The prosperous Abbaie de St-Maurice (on the other side of Lausanne - it was definitely one of the top highlights of my first pilgrimage walk) established a priory here in early medieval times. All that remains is this chapel built in the 9th century and enlarged in the 12th century to welcome pilgrims.
And then the exciting border crossing into Switzerland. Here it is; obviously wood cutting is way more important than customs, police, visas, border signs and flags. How lovely!
The French side.
The Swiss side.
And that was that.
Things did start reminding me again of my first pilgrimage trip that had started in Lausanne. Near the St Bernard pass, for instance, I had seen WWII defences against tank movements, and here they are again.
Lots and lots of cows. The path sometimes goes right through cow territory.
And then a long stretch in the gorge of the Orbe river. Slippery, rocky, often very narrow paths with a sharp drop down - again another familiar Swiss feature, but somewhat scary at times.
Five pedestrian tunnels on this walk. This was the shortest.

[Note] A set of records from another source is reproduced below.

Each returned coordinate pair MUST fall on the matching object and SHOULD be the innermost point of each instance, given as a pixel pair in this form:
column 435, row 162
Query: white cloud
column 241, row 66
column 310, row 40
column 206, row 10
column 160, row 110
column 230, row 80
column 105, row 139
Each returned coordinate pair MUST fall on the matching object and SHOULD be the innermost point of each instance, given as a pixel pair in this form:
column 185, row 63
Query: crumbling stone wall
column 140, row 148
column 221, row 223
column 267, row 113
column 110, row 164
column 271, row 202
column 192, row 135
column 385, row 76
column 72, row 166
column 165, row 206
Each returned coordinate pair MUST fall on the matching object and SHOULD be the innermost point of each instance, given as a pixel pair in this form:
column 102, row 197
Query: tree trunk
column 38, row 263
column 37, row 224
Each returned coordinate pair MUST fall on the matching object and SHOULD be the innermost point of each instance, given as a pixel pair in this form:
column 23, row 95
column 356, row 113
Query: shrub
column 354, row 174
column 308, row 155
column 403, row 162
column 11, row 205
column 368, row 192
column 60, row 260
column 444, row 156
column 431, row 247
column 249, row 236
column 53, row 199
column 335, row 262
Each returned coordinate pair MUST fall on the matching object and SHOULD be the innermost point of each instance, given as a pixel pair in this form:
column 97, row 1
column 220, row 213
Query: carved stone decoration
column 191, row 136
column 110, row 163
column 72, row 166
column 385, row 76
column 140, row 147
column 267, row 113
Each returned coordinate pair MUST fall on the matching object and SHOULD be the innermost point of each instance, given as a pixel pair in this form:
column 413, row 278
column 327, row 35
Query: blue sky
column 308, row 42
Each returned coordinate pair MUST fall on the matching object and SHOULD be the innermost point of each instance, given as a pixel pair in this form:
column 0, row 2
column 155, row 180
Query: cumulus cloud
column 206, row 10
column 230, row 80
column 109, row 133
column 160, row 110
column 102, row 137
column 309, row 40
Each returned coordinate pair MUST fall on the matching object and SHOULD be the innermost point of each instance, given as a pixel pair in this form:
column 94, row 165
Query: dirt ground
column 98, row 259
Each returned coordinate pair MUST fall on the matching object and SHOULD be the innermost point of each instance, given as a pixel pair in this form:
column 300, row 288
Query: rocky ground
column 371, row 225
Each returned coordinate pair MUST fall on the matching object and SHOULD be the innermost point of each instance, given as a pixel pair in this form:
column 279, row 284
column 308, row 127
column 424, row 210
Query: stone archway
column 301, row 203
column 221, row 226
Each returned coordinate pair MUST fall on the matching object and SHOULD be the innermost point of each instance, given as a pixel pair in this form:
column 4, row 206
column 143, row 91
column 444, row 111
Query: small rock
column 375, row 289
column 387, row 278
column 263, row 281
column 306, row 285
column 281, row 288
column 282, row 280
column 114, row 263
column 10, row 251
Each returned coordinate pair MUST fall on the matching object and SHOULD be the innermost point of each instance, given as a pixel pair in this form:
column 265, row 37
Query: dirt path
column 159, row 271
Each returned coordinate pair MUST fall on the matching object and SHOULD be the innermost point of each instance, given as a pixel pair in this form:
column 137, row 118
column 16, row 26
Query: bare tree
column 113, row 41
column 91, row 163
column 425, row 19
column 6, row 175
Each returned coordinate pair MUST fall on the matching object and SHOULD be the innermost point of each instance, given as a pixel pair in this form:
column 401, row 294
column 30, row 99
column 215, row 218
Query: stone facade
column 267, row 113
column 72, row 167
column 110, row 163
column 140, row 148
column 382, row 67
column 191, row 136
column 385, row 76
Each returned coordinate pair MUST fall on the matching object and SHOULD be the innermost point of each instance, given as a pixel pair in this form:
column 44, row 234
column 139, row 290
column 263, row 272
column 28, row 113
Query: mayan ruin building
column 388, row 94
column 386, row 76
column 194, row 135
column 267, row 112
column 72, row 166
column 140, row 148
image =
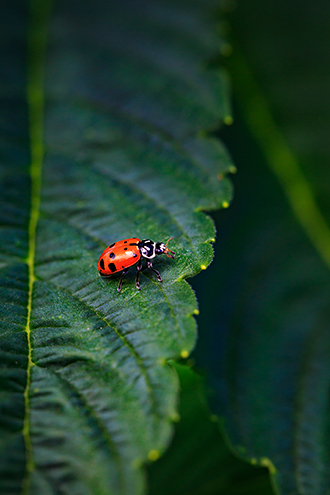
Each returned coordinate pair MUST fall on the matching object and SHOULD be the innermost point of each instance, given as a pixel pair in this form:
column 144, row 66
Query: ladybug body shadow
column 121, row 255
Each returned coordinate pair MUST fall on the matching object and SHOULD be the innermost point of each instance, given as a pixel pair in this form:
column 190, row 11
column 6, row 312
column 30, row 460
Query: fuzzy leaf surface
column 101, row 106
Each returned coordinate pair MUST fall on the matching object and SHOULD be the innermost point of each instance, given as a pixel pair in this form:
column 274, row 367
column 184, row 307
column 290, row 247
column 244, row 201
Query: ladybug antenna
column 167, row 251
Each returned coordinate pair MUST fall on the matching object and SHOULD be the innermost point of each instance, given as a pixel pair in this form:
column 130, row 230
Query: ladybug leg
column 139, row 268
column 149, row 264
column 123, row 273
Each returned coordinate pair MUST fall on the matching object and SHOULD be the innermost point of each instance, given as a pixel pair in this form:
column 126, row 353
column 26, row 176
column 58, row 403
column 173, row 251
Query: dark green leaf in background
column 272, row 362
column 106, row 147
column 198, row 462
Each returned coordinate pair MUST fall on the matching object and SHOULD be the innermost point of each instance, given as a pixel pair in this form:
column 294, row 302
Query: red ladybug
column 119, row 256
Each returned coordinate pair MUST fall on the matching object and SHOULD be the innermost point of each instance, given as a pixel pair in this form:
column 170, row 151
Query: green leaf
column 101, row 141
column 198, row 461
column 271, row 360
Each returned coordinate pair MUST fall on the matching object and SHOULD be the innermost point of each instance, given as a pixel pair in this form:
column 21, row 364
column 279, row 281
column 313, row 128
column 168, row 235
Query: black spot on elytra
column 112, row 267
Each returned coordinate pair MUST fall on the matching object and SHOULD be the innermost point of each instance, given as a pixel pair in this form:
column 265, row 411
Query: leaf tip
column 265, row 462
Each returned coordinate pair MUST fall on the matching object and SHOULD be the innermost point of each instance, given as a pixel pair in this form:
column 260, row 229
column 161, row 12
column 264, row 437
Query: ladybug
column 121, row 255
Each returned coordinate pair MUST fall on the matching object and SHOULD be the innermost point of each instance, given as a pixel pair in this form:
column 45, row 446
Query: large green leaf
column 198, row 461
column 108, row 147
column 271, row 360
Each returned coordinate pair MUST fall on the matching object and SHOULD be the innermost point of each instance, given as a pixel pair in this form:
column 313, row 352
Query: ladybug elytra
column 121, row 255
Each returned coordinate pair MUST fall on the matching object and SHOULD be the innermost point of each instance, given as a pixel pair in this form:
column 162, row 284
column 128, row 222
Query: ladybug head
column 162, row 248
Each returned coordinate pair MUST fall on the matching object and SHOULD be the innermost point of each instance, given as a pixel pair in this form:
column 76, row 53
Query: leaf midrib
column 39, row 11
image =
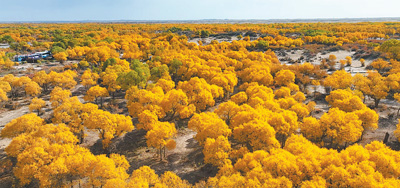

A church at Montcherand is rightly proud of its 11th century frescoes, preserved because in the 15th century, when the church was taken over by the Protestants, they whitewashed over the Catholic ‘decorations’. The frescoes were discovered in 1902. They need regular upkeep and have been restored three times since 1902.
It then poured rain and I arrived tired and drenched at my strange hotel that was completely deserted and locked up. By chance a cleaning lady saw me and let me in. Rebecca stayed in another hotel that was no better. Our French pilgrim friend from two nights ago walked 15 kilometres further to one of the very rare Swiss pilgrim hostels. A zoom call with Canadian friends did cheer me up somewhat.
This was quite the trek! Love the border crossing-- no fuss, no pomp and circumstance. I'm glad they're keeping those frescoes as beautiful as they were when first painted. And that pedestrian tunnel--so respectful of the terrain--delightful. I'm just sorry that such a lovely day ended so miserably.